Jones was in agreement when asked if Super Rugby needed to make changes to its structure, saying increasing the number of teams hasn’t helped the competition.

“I think it’s lost its way,” he said.

“It’s become too diluted. The great thing about Super Rugby when it was ‘Super 12’ was that it was the best players against the best players and the quality was so high.

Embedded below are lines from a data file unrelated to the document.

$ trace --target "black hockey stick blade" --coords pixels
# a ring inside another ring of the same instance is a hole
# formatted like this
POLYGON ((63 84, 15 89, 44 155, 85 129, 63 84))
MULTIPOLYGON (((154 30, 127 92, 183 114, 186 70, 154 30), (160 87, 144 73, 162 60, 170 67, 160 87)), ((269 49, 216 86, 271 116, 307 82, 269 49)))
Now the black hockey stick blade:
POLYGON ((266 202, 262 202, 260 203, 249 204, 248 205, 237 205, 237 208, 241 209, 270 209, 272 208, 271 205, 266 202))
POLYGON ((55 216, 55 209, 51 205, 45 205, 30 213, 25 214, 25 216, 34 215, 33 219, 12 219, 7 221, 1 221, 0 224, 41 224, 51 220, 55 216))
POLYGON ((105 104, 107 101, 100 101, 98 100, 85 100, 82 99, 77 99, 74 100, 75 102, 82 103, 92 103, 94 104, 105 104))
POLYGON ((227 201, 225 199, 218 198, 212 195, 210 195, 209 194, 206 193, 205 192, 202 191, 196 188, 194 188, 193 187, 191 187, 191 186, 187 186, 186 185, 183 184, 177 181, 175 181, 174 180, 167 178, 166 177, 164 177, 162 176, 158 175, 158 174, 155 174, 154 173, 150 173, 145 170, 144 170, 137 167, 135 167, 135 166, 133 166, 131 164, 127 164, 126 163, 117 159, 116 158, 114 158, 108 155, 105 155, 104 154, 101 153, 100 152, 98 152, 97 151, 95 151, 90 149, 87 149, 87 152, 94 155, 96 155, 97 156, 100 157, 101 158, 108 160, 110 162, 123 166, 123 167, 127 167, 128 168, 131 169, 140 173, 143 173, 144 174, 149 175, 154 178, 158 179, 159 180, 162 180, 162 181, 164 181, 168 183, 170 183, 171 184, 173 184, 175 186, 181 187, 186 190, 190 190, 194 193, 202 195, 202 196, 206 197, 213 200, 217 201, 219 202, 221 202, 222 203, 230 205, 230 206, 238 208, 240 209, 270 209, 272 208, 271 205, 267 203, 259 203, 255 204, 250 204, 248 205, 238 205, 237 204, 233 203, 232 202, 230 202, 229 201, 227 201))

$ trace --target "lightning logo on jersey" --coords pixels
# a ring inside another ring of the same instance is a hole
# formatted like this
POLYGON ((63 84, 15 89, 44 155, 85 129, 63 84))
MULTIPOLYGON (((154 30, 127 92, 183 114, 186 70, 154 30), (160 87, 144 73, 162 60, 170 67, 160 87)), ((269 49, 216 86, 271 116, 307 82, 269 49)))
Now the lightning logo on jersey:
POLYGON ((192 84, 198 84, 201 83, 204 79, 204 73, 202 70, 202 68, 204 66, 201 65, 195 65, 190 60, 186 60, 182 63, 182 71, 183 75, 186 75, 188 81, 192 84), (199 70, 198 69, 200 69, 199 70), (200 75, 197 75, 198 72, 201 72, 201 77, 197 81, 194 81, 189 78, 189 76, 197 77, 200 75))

“Now because there are extra teams – Argentina, Japan, Australia has five and South Africa has six – it has diluted the standard of play.

“It has definitely affected rugby’s popularity. Back then anyone could beat anyone, but now there are too many games you know the result of before the kick-off.

“The introduction of the Force and the Rebels was designed to increase the depth of the Wallabies. You’d have to say that objective has been marginal in success.

“Yes, more players have had opportunities. But I don’t know whether it’s discovered more Wallabies.

“I believe Australian rugby should go back to three teams and if they want to keep Perth going, then set up the next level to keep developing players.”